David Fincher, who was requested with partner Ceán Chaffin by Sony executives to read the novel,
was astounded by the Millennium series' size and success. As they began to read, the duo noticed that it had a tendency to take "readers on a lot of side trips"—"from detailed explanations of surveillance techniques to angry attacks on corrupt Swedish industrialists," professed The Hollywood Reporters Gregg Kilday. Fincher recalled of the encounter: "The ballistic, ripping-yarn thriller aspect of it is kind of a red herring in a weird way. It is the thing that throws Salander and Blomkvist together, but it is their relationship you keep coming back to. I was just wondering what 350 pages Zaillian would get rid of." Because Zaillian was already cultivating the screenplay, the director avoided interfering. After a conversation, Fincher was comfortable "they were headed in the same direction".

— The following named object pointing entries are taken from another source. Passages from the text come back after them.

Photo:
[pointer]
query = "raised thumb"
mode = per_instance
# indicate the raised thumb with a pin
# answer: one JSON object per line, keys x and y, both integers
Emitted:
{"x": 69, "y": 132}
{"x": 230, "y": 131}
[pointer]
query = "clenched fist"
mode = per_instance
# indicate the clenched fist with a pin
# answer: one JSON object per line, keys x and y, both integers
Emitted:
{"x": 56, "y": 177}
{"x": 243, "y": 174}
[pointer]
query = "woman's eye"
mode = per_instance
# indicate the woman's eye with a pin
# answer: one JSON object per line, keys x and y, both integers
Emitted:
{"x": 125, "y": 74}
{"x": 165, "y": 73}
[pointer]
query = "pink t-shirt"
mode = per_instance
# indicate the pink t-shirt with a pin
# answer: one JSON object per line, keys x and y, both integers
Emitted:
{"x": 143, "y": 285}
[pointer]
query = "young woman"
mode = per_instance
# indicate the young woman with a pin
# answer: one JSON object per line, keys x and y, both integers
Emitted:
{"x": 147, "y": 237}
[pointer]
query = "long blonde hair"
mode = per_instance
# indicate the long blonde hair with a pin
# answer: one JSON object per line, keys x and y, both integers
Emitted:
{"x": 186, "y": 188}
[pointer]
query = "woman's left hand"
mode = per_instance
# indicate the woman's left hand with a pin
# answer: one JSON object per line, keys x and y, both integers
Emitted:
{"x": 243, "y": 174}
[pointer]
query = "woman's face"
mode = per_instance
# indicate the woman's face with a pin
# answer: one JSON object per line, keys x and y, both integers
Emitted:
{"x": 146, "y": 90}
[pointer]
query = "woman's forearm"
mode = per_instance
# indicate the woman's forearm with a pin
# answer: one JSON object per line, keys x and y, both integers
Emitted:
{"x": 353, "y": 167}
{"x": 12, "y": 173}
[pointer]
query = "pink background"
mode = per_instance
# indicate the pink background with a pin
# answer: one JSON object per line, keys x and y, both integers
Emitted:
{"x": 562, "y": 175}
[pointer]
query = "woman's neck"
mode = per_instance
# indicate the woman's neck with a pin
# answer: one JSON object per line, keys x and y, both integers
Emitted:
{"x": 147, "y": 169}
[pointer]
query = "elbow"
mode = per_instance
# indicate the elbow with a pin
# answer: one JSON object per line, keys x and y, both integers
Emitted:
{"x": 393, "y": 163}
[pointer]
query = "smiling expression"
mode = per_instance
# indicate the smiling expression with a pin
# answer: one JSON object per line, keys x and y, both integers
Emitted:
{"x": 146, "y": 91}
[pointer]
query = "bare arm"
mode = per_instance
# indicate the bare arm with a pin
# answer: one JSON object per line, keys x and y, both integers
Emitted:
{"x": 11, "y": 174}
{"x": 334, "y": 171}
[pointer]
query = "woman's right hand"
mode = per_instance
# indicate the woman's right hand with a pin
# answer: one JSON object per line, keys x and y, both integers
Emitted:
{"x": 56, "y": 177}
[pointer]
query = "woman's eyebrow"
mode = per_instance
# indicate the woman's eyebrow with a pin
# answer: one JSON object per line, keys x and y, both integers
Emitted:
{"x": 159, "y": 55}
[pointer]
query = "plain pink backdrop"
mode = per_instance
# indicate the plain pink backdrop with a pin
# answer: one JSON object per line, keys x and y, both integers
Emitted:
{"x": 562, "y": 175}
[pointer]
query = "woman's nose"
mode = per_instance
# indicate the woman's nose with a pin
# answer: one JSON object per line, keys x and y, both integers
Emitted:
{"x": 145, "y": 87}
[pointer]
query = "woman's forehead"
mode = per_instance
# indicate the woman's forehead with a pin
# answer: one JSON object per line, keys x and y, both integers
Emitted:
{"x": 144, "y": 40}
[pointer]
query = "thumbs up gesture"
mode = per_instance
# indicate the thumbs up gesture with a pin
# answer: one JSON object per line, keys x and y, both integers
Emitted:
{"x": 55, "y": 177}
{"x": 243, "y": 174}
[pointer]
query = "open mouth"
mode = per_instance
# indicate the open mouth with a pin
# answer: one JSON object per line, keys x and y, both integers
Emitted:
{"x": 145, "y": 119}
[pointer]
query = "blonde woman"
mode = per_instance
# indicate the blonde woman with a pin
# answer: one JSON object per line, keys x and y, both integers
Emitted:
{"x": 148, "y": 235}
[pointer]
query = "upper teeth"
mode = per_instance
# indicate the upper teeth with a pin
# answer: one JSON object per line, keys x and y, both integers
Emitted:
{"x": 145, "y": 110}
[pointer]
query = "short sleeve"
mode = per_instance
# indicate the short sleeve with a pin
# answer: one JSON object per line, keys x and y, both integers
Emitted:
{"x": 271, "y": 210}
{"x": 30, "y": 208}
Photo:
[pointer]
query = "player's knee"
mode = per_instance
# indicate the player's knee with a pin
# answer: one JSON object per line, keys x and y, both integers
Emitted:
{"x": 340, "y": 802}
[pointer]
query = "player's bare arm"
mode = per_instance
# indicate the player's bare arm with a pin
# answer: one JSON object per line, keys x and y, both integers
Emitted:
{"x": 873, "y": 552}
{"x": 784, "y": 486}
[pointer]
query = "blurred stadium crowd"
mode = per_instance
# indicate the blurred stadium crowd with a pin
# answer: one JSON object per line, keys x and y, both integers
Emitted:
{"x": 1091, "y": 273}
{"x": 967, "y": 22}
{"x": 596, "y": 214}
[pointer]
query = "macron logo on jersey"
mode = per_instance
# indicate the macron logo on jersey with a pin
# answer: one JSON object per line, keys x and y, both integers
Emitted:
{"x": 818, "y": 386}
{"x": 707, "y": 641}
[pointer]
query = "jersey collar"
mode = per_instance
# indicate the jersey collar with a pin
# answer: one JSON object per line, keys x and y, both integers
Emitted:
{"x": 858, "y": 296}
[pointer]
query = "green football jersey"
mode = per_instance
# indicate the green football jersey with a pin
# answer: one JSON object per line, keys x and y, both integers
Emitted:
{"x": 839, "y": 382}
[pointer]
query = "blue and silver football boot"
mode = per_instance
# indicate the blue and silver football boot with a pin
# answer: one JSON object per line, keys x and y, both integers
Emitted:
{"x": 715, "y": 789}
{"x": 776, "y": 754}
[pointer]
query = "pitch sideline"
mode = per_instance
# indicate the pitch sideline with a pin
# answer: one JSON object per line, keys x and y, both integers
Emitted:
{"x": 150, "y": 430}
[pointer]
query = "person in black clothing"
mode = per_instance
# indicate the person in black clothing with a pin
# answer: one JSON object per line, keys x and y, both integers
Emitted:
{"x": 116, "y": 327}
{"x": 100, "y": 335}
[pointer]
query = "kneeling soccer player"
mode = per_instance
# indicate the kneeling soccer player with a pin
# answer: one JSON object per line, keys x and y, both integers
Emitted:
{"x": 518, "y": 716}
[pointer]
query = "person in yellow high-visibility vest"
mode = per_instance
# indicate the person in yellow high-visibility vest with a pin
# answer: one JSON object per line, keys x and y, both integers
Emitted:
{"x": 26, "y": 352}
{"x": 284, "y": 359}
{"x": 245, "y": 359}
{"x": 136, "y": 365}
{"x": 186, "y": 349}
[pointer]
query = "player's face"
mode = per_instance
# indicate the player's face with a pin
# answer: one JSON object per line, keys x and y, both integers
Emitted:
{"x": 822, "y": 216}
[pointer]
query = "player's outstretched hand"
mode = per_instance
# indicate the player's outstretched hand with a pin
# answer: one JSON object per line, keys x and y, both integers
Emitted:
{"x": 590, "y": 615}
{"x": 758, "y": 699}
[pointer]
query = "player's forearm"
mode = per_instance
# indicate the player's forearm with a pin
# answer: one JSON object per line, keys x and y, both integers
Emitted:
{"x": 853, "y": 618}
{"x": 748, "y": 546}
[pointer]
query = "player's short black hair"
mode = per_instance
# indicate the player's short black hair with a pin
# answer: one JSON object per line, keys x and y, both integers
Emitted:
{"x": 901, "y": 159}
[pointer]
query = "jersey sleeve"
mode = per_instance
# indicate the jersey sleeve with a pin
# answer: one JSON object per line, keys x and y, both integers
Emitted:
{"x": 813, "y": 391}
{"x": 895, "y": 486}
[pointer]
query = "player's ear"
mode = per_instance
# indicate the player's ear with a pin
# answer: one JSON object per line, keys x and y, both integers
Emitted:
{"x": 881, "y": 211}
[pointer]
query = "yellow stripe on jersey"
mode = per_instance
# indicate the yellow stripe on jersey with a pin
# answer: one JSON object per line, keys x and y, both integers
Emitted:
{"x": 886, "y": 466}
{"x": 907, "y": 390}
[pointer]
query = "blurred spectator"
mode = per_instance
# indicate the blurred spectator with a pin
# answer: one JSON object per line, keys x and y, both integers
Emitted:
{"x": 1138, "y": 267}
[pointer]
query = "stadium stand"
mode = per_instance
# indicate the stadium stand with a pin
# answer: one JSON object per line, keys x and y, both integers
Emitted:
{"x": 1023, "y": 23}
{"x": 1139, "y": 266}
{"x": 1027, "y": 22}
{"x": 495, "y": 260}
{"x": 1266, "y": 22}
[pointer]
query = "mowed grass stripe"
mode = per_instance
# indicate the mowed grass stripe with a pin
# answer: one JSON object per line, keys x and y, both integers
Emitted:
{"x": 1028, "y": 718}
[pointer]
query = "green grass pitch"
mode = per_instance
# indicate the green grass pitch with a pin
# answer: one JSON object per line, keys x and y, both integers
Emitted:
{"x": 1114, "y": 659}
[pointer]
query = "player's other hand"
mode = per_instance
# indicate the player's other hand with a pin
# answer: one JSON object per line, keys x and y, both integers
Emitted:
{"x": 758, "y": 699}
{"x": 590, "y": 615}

"I imagined someone who could move through the streets of Stockholm almost invisibly even though she looks the way she looks ... it's almost like a forcefield"
— —Steven Zaillian

The writing process consumed approximately six months, including three months creating notes and analyzing the novel. Zaillian noted that, as time progressed, the writing accelerated. "As soon as you start making decisions," he explained, "you start cutting off all of the other possibilities of things that could happen. So with every decision that you make you are removing a whole bunch of other possibilities of where that story can go or what that character can do." Given the book's sizable length, Zaillian deleted elements to match Fincher's desired running time. Even so, Zaillan took significant departures from the book. To Zaillian, there was always a "low-grade" anxiety, "but I was never doing anything specifically to please or displease," he continued. "I was simply trying to tell the story the best way I could, and push that out of my mind. I didn't change anything just for the sake of changing it. There's a lot right about the book, but that part, I thought we could do it a different way, and it could be a nice surprise for the people that have read it."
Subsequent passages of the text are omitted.